As for the inflation pressures being a one-off, we are basically in agreement with the global view of our colleagues from other central banks that a large proportion of the price swings we are now observing in certain commodities, various global intermediate products, raw materials and components is temporary. The supply chain disruptions will resolve themselves in time. The question is how much their effects will pass through to inflation expectations in individual jurisdictions and national markets, and to what extent the elevated levels will persist for a longer time or permanently.

We are concerned that part of these effects will remain in the economy for good, passing through to economic relations, and we can’t assume they will disappear almost completely on their own. We are not that optimistic in this regard.

Of course, the level of development of the economy and the markets also has a bearing on this. We had elevated inflation even at the height of the Covid shock. It was roughly at the boundary of our tolerance band, or last year even slightly above it in some months, so we saw no major decrease in inflation below our target. We must also bear that in mind.

So, on the one hand, we are of course being affected by very similar phenomena. But on the other hand, our situation is simply different than that in some other currency zones.

Can you elaborate on what you said earlier, as evidently different people understood it differently? You said that it’s possible that rates will be raised at every meeting up to the end of the year. Did you mean every meeting, or any meeting? Because if rates were raised at every meeting – and there are still four meetings ahead – we could see four more rate hikes this year in addition to the one we saw today. Can you tell us what you meant by that?

Certainly. First, I meant every monetary policy meeting. Second, as I said, it’s possible. If we feel the need to normalise interest rates and hence monetary policy conditions at such a relatively fast pace, it can’t be ruled out. I’m not saying that we’ll do it, and I rather hope it won’t be necessary. But the decisions we make today determine inflation in a year or a year and a half from now. We aren’t fighting current inflation any more. That battle is over and we can’t win it.

We are unable to effectively influence some components of inflation, such as energy commodities, food and so on, with our decisions anyway. However, in the Czech Republic, maybe unlike other regions, we see inflationary domestic sentiment and a certain tendency towards a change in inflation expectations to higher inflation levels. This has been confirmed by various surveys, and we have to respond to it. So, we are resolved not to hesitate and to adjust rates further as necessary.
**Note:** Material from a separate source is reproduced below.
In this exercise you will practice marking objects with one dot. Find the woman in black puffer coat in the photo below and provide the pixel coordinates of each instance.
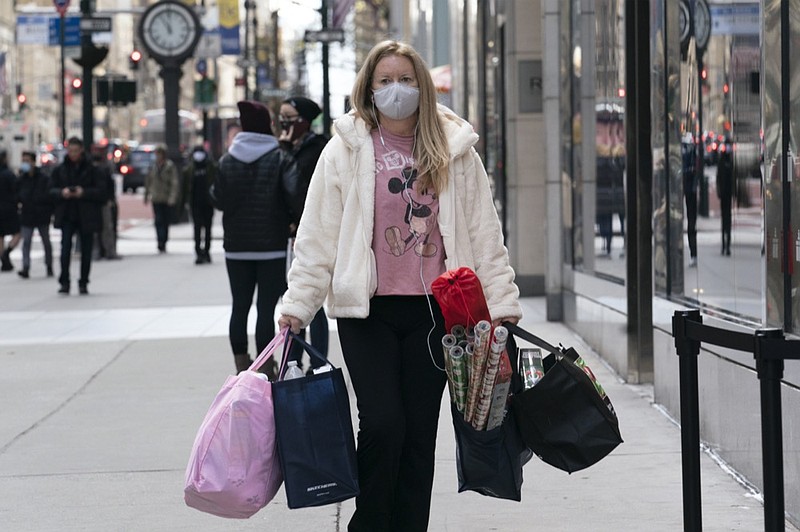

I have two questions. The first one is also about the temporary nature of some inflation factors. As you said, some may have a more lasting effect on economic relations and some will probably disappear. Aren’t you worried that those that will disappear, such as some key inputs in industry – most notably chips – and rising energy prices, will do so only very slowly? And the second question is whether we need the government to stimulate demand further given the strong inflation pressures we are currently seeing?

We don’t have worries. We try to analyse things with a cool head. As I said, we can’t be sure that the temporary pressures will subside quickly and completely. We simply can’t be sure. The supply chain disruptions are substantial and may last a couple of quarters or even a couple of years. So we can’t really expect these pressures to subside rapidly.

However, there will of course be some surprises. Some things may happen very quickly. There may be new prices and new suppliers in six months’ time. Due to phenomena related to year-on-year index comparisons, we may see strong declines in some prices from year to year. But that’s a matter of statistics.

As for the stimulation of the economy, I expect it to diminish gradually as the need for compensation measures such as the past and present support schemes diminishes. I think this is consistent – or should be relatively consistent – with our approach. As the economy returns to normal and is no longer limited by any administrative restrictions due to the pandemic, it is appropriate to phase out the support measures.